Giorgetti porta alla Milano Design Week la propria visione: l’heritage non è un elemento da conservare, ma una materia viva da trasformare. È su questo equilibrio tra memoria e visione che il brand costruisce una nuova collezione, sintesi di 128 anni di storia e di una continua tensione verso l’evoluzione. La collezione 2026 nasce infatti da una riflessione sulla propria identità, intesa come sistema di valori capace di rinnovarsi senza perdere riconoscibilità. Ne deriva una proposta eterogenea per forme e funzioni, ma attraversata da un linguaggio comune fatto di richiami, dettagli e codici estetici che dialogano con il passato del marchio.

Il progetto prende forma attraverso una rete di collaborazioni consolidate e nuovi contributi. Prosegue il dialogo con HBA – Hirsch Bedner Associates, mentre Carlo Colombo è chiamato a reinterpretare un’icona del catalogo nel progetto Tribute to Icons, lavorando sul DNA del brand con uno sguardo contemporaneo. Accanto a queste, si inserisce Outin.Design, nuova firma che reinterpreta rituali antichi attraverso materiali e soluzioni evolute.

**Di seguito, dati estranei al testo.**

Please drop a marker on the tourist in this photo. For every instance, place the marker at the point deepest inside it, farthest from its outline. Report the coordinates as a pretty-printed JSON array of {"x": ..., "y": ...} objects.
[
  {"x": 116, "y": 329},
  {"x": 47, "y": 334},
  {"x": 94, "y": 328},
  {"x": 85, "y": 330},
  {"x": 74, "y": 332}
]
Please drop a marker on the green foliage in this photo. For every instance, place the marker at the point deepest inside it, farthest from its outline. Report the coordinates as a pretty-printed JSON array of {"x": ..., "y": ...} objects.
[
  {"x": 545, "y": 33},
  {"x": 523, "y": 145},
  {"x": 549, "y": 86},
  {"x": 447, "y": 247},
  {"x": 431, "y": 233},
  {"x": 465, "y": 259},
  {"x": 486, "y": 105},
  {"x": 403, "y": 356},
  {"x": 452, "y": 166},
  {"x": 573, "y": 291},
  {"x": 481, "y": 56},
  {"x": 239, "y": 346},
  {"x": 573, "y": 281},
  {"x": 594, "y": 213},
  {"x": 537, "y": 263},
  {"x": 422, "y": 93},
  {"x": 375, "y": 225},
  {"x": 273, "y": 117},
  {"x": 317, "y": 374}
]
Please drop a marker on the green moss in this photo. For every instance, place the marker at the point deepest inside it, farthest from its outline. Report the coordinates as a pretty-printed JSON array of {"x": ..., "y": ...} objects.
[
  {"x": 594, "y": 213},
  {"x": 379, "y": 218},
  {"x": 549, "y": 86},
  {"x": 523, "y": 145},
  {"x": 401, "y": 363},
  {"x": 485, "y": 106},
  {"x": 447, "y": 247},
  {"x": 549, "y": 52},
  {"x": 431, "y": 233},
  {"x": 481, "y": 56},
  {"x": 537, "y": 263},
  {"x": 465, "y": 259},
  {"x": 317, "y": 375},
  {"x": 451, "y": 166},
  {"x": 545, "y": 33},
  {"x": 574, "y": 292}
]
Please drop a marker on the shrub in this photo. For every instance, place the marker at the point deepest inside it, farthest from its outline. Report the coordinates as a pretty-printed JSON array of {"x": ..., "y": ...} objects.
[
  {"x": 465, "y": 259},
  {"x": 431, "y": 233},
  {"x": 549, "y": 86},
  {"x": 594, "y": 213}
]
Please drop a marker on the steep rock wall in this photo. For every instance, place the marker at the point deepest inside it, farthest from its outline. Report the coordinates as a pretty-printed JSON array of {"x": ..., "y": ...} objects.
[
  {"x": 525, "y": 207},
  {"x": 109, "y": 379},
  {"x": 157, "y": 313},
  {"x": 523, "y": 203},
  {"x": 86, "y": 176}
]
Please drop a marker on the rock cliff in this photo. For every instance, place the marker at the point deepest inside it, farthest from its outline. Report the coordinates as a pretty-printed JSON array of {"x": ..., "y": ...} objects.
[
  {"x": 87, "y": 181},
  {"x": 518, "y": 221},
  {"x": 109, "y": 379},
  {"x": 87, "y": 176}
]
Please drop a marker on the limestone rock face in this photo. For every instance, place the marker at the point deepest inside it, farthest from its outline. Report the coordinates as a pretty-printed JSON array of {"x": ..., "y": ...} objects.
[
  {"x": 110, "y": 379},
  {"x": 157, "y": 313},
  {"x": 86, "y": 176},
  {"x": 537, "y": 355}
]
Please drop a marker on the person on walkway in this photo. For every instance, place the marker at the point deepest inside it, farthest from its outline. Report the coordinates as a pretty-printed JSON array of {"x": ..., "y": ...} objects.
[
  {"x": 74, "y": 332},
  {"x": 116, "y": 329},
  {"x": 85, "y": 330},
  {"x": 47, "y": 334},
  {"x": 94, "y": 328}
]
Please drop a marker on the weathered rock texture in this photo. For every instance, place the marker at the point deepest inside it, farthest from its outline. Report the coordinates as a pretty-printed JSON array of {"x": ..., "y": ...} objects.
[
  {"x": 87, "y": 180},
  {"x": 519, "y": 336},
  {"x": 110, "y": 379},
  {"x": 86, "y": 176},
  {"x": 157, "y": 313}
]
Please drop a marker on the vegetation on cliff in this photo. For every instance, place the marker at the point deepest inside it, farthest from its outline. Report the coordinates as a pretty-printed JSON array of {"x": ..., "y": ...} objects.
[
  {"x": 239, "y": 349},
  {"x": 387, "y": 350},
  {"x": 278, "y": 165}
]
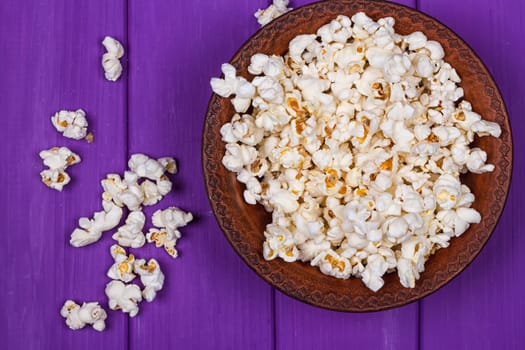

Giorgetti, Collezione 2026

Continua inoltre la partnership con Maserati, che si sviluppa nel secondo capitolo della Giorgetti Maserati Edition, un progetto congiunto che traduce valori condivisi come attenzione al dettaglio e qualità dell’esperienza estetica. Parallelamente, la collezione Atmosphere si amplia con nuovi oggetti e accessori, contribuendo a definire un sistema abitativo sempre più completo.

Il racconto della collezione si estende oltre il prodotto e coinvolge anche il contesto in cui viene presentata. A fare da scenario sono due architetture di Dante Bini: Villa Antonioni e una struttura del Mushroom Field, luoghi accomunati da una visione radicale dell’abitare in cui forma, natura e vita si integrano. Questi spazi vengono restituiti alla contemporaneità attraverso un processo di ricostruzione digitale che utilizza l’intelligenza artificiale come strumento di memoria, non di reinterpretazione.